At dinner last night, Anne mentioned that today would be the last day of the annual big American Quilter’s Society show in Paducah, KY. “Do you want to go”, she asked rather tentatively? “OK”, was all I said. You could have heard her jaw drop in the stunned silence that followed. So this morning, we found ourselves bouncing along various rural Illinois highways, on our way to Kentucky. We stopped for breakfast in Mount Vernon, IL. Out of the blue, she announced that when we got home, she wanted to buy the soundtrack to Sleepless in Seattle. We watched this movie together, a couple of weeks ago. While, she drove us in and out of 4G service, I downloaded it off of iTunes. We were listening to the melodious voice of Jimmy Durante, singing As Time Goes By, when we crossed the Ohio. I’m just that smooth.
We parked on the river side of the levee, the Ohio was not in flood, unlike the Mississippi at Saint Louis. Anne’s been to this quilt show many times before, well if not many, more than a few. On the few times that I accompanied her to Paducah, we had the boys of noise in tow. I would find something less crafty to do with them, while Anne did quilts. So, this was the first time that I’ve seen this mother of all quilt shows. I must say that I was impressed.
When Anne was first getting into quilting and was content with making baby quilts for all our friend’s and relative’s newborns, she joined a local quilting society called Circle in the Square. On her very first meeting, Suzanne Marshall of Clayton showed off her latest creation. It was amazing and made Anne feel a little intimidated. She was somewhat mollified later that year, when she saw that Marshall’s quilt had won a $10,000 prize at Paducah. Ms. Marshall’s entry this year also had a prize-winning ribbon on it. Suzanne wrote in the show’s catalog, “This colorful hand-quilted design was created, because the winter weather makes Suzanne hungry for spring.” Anne thought that this quilt was similar to the one that she saw lo these many years ago.

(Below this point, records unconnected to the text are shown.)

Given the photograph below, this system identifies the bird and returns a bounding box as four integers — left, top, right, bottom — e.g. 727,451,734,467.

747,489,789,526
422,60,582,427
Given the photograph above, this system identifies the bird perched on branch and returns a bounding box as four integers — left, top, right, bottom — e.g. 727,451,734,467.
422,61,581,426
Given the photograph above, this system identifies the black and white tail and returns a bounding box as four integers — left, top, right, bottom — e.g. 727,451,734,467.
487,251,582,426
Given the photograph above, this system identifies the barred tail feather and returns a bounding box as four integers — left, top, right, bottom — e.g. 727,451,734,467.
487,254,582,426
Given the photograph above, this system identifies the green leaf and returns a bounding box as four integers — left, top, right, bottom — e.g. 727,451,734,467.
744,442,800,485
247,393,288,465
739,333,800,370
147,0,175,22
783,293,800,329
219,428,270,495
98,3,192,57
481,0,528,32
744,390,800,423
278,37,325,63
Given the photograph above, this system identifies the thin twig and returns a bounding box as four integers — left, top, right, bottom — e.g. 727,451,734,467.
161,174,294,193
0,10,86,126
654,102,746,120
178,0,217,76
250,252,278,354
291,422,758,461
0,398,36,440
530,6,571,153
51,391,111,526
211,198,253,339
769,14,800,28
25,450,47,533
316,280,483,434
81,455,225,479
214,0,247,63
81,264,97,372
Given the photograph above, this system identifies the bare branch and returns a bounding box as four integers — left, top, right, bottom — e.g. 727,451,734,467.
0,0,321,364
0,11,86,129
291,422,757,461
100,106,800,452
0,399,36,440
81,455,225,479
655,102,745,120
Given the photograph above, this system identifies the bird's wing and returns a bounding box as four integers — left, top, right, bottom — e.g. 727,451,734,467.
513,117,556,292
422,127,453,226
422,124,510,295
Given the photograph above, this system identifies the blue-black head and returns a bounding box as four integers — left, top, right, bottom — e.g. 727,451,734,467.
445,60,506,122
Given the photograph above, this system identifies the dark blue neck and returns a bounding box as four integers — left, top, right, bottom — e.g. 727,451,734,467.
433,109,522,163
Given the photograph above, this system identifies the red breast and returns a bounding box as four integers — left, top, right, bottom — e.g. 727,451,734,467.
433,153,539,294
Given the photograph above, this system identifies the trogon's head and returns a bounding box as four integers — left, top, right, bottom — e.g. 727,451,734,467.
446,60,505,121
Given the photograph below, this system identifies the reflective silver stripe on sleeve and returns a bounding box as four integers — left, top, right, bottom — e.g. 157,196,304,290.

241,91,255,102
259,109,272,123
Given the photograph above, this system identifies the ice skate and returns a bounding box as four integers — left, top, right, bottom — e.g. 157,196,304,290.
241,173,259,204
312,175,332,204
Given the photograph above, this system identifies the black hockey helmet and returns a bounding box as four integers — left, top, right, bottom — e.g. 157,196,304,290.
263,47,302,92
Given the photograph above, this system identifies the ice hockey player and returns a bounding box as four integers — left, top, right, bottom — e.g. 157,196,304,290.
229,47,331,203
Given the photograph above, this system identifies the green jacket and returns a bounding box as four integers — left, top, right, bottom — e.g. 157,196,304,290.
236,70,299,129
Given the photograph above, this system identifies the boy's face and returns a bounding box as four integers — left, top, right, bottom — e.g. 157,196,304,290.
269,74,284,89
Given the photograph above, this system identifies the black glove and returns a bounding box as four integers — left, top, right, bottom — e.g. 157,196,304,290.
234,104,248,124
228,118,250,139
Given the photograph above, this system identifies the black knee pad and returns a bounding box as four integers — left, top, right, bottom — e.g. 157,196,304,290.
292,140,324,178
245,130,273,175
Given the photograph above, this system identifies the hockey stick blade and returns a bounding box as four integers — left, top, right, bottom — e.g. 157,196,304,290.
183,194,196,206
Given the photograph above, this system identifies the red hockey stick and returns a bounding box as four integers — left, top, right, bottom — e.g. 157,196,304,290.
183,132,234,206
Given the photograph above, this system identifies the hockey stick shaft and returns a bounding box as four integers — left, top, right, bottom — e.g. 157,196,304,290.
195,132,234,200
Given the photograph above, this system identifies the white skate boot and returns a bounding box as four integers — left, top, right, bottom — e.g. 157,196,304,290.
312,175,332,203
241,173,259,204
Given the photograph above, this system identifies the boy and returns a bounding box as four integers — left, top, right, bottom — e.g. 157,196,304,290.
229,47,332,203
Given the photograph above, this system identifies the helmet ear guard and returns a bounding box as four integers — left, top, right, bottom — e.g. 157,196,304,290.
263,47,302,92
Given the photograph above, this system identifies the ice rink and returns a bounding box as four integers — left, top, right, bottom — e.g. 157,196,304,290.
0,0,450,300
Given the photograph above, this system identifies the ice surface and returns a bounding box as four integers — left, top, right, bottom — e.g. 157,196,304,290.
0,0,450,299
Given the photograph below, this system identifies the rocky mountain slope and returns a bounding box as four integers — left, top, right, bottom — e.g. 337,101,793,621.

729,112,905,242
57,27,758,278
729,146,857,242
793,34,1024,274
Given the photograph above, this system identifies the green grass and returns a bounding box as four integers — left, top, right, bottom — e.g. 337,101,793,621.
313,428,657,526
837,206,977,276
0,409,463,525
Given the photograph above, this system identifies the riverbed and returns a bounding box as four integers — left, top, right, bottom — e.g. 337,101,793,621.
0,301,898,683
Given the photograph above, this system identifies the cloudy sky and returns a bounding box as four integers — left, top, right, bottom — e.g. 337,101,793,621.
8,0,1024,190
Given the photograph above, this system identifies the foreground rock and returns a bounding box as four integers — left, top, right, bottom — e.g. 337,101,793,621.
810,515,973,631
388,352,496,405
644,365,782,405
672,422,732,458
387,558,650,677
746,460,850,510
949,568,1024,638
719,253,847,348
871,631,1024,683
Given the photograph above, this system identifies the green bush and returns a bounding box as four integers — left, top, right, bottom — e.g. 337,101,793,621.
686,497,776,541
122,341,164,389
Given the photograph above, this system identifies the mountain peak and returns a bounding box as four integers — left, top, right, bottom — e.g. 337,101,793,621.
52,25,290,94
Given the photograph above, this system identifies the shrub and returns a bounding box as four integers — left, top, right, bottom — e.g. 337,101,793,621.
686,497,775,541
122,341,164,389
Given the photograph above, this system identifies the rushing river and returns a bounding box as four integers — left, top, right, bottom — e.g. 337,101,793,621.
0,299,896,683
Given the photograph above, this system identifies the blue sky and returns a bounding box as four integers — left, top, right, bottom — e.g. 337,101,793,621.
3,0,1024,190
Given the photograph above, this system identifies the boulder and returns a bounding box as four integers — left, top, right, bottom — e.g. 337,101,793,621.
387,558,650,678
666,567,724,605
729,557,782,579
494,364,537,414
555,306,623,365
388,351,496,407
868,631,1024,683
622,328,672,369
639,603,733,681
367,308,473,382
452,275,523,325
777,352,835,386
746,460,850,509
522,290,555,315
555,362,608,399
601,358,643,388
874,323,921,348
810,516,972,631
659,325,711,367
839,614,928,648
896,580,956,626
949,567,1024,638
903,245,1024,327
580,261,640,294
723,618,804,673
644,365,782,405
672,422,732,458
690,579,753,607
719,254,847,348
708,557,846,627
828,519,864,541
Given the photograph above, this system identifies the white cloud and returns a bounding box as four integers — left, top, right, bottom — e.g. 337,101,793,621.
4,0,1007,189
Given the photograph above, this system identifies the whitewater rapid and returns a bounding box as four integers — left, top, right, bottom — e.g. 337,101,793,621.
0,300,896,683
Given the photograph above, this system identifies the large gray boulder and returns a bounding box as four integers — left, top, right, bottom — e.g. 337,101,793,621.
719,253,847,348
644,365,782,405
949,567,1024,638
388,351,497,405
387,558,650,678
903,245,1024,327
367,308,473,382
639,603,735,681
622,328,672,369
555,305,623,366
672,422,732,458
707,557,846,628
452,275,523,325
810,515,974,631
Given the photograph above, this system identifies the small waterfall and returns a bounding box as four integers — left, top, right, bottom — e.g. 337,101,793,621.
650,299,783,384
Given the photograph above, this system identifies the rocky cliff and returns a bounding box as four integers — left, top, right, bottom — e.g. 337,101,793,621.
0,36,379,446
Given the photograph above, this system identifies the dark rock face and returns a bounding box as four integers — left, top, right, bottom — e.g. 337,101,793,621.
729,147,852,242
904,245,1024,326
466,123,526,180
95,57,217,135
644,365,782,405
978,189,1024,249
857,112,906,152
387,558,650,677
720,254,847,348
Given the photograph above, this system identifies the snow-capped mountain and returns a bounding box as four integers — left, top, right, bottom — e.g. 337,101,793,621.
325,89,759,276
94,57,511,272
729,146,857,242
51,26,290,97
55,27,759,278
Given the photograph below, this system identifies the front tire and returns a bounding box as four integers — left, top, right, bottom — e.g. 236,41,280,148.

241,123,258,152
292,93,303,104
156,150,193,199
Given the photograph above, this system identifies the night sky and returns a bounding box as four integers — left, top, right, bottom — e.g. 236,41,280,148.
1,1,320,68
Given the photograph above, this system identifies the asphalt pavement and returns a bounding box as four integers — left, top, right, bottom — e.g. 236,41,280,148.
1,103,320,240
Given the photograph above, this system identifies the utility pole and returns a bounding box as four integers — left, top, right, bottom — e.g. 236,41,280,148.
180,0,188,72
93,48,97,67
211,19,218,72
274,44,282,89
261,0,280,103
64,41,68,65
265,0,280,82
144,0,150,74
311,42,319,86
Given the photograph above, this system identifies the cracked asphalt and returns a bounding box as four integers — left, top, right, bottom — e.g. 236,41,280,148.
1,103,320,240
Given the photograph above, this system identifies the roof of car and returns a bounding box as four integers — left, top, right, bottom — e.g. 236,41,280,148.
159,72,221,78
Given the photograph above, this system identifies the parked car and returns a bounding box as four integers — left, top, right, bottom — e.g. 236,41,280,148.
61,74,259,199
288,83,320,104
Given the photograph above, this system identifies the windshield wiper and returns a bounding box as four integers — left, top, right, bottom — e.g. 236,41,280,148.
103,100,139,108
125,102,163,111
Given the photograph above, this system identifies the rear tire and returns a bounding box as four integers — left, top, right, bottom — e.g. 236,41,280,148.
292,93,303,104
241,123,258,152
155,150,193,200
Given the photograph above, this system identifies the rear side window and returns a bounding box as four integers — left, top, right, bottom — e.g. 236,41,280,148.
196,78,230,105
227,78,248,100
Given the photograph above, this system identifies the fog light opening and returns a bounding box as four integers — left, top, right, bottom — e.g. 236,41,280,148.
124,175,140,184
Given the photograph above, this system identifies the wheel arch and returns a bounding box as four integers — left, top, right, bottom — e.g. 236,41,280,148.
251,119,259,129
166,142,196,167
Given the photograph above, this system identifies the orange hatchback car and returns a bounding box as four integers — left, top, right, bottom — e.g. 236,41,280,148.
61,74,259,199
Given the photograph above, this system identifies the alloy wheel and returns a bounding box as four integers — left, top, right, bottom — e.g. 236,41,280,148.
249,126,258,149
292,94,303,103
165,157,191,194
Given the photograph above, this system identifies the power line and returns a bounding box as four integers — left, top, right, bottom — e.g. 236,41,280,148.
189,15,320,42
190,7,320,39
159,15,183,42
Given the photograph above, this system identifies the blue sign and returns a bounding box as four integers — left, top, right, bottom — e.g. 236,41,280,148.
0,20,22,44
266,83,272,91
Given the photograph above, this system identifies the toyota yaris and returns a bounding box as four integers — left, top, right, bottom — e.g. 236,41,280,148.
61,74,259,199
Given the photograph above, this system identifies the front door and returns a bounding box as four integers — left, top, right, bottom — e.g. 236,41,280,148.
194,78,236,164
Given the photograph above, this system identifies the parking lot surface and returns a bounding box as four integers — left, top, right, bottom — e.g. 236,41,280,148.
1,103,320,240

The sexual demographics at the quilt show were certainly skewed. Us males were vastly out numbered. The convention center had converted some of the men’s restrooms to women’s to handle this disparity. I was prepared for these eventualities, but I was not prepared for getting hit-on by so many quilters. One pair of women spoke to me and then later, after I had managed to palm my jacket off on Anne to carry, remarked to me again, “You can’t disguise yourself from us by taking off your coat. We still recognize you.” On the way home, whenever Stand by Your Man from Sleepless shuffled forward, Anne had to sing-a-long with it. Heck, I was doing the best that I can.
We didn’t close the show, but it was certainly winding down when we left. Anne was able to procure the necessary quilting supplies for her forthcoming project. We toddled home in an increasing rain. The Kaskaskia was well outside its banks. Anne joked that it had gotten out of its river bed and has been sleep walking over Illinois ever since. We made this trip on less than one tank of gas.